多通路轻量化卷积神经网络的研究

doi:10.3778/j.issn.1002-8331.2110-0083

摘要/Abstract

摘要： 大量研究表明，卷积神经网络宽度展宽可以提取更加多元的特征，但对模型通道宽度进行展宽时，引起训练参数量呈二次增长，进而导致训练成本高与网络模型庞大的问题。针对上述问题，提出多通路模块，通过优化模块内部通路的运算结构，使得模型可以经济高效地提取多元特征。具体来说，与传统网络宽度展宽方式相比，多通路模块避免在通道维度上展宽，将展宽方式转移到通路维度，保证输出特征多样性的同时有效降低了模型参数量。由于网络深度加深更容易提取抽象的语义信息，多通路模块通过对各计算通路设定不同的卷积深度，使得模块具有多尺度特征提取能力，即使得输出特征中既包含细节位置信息，也包括逐渐抽象的语义信息。在研究过程中，利用注意力机制改善模块内通路关系时，发现注意力机制存在一定条件性。实验结果表明，由多通路模块组成的5.3?MB轻量化卷积神经网络，在CiFar-10上分类准确度比43.4?MB的Res-Net-18高出1.32%。对模型优化后（33?MB），分类准确度达到了95.15%，较SE-Net18（45.1?MB）精度提升0.65%。

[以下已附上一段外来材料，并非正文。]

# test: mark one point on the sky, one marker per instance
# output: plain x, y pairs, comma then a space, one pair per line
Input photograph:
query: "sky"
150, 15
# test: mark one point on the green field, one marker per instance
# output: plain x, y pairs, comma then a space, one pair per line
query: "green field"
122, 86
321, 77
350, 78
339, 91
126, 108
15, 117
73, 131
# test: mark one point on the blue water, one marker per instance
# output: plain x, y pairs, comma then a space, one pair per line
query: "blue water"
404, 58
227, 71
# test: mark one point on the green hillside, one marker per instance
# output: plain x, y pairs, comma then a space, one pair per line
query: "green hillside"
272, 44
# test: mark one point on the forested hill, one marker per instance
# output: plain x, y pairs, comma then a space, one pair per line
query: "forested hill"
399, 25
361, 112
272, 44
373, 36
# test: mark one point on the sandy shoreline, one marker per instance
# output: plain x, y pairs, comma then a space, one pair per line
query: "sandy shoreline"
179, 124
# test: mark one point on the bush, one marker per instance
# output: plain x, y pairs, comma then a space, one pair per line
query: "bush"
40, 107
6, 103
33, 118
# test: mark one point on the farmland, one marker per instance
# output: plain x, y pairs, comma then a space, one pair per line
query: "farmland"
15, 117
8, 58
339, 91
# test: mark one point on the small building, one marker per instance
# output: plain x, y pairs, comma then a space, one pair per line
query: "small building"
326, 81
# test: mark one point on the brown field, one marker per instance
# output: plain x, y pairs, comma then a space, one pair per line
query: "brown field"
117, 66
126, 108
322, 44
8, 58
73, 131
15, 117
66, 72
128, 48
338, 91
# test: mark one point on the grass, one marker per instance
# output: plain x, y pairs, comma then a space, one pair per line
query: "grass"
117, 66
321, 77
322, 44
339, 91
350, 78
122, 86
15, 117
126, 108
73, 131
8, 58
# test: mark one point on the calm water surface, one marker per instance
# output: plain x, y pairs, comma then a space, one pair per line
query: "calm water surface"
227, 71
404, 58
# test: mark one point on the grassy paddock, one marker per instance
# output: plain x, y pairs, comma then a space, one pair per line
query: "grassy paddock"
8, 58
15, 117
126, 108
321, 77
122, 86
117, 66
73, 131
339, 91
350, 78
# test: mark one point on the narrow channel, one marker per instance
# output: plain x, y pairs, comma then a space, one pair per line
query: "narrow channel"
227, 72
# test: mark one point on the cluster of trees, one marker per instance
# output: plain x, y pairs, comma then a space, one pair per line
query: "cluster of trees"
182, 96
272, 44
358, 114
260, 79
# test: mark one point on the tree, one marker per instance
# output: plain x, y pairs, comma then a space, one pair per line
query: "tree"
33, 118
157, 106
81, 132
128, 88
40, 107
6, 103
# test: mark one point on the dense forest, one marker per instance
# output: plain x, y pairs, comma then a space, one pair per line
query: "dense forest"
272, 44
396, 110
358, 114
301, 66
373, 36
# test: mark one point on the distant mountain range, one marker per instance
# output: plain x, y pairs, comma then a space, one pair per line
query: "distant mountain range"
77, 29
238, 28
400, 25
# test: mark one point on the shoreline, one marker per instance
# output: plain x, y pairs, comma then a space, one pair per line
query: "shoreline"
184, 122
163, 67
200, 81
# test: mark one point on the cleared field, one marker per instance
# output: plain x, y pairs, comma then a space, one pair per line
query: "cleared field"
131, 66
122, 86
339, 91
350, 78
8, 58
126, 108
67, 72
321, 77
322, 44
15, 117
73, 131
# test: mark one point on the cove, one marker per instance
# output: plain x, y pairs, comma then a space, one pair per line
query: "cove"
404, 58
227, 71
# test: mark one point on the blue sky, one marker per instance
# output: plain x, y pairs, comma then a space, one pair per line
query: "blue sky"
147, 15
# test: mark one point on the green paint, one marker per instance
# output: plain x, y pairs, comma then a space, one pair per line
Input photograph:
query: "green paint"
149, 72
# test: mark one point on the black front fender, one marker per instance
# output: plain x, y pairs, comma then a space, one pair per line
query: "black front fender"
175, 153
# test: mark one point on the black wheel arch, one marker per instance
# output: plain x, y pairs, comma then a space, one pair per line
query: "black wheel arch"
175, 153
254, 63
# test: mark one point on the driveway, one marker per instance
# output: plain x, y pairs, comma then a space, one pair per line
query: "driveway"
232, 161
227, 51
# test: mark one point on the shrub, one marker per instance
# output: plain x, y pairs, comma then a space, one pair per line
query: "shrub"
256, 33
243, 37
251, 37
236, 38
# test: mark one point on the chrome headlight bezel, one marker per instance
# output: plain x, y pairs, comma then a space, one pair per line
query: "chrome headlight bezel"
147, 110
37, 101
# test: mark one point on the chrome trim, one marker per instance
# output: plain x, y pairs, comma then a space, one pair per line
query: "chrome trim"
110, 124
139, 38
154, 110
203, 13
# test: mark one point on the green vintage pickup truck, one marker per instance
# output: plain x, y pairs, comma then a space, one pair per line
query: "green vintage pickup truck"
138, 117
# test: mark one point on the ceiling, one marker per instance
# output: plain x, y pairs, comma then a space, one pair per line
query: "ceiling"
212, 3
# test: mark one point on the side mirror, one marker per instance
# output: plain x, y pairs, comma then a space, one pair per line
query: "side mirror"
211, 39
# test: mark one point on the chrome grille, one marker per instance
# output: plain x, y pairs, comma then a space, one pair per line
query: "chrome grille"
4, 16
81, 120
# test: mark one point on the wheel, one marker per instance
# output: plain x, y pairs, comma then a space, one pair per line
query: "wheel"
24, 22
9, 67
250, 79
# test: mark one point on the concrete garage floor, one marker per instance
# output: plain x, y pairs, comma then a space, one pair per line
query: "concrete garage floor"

关键词: 多通路, 轻量化, 网络宽度, 特征分布, 注意力机制

Abstract: Numerous studies have shown that network width widening can extract more multivariate features, but the number of parameters grows quadratically when the model channel width is widened, leading to high training costs and large network models. To address these problems, a multi-path module is proposed. By optimizing the calculation structure of the internal path of the module, the model can extract multiple features economically and efficiently. Specifically, compared with the traditional network width expansion method, the multi-pathway module avoids the expansion in the channel dimension and shifts the expansion method to the pathway dimension, so that the number of model parameters can be effectively reduced while ensuring the diversity of output features. Since it is easier to extract abstract semantical information by depth deepening, the multi-path module has multi-scale feature extraction capability by setting different convolution depths for each computational pathway （the feature map contains both detailed location information and gradually abstract semantic information）. During the research process, as this paper tries to improve the pathway relationship within the module by invoking the attention mechanism, and observes that the attention mechanism has certain conditionality. Experimental results show that the 5.3 MB lightweight convolutional neural network composed of this multi-path module has a classification accuracy of 1.32% higher than that of Res-Net-18 with 43.4 MB on CiFar-10, and after optimization of the model （33 MB）, the classification accuracy reaches 95.15% higher than that of SE-Net18 （45.1 MB） by 0.65%.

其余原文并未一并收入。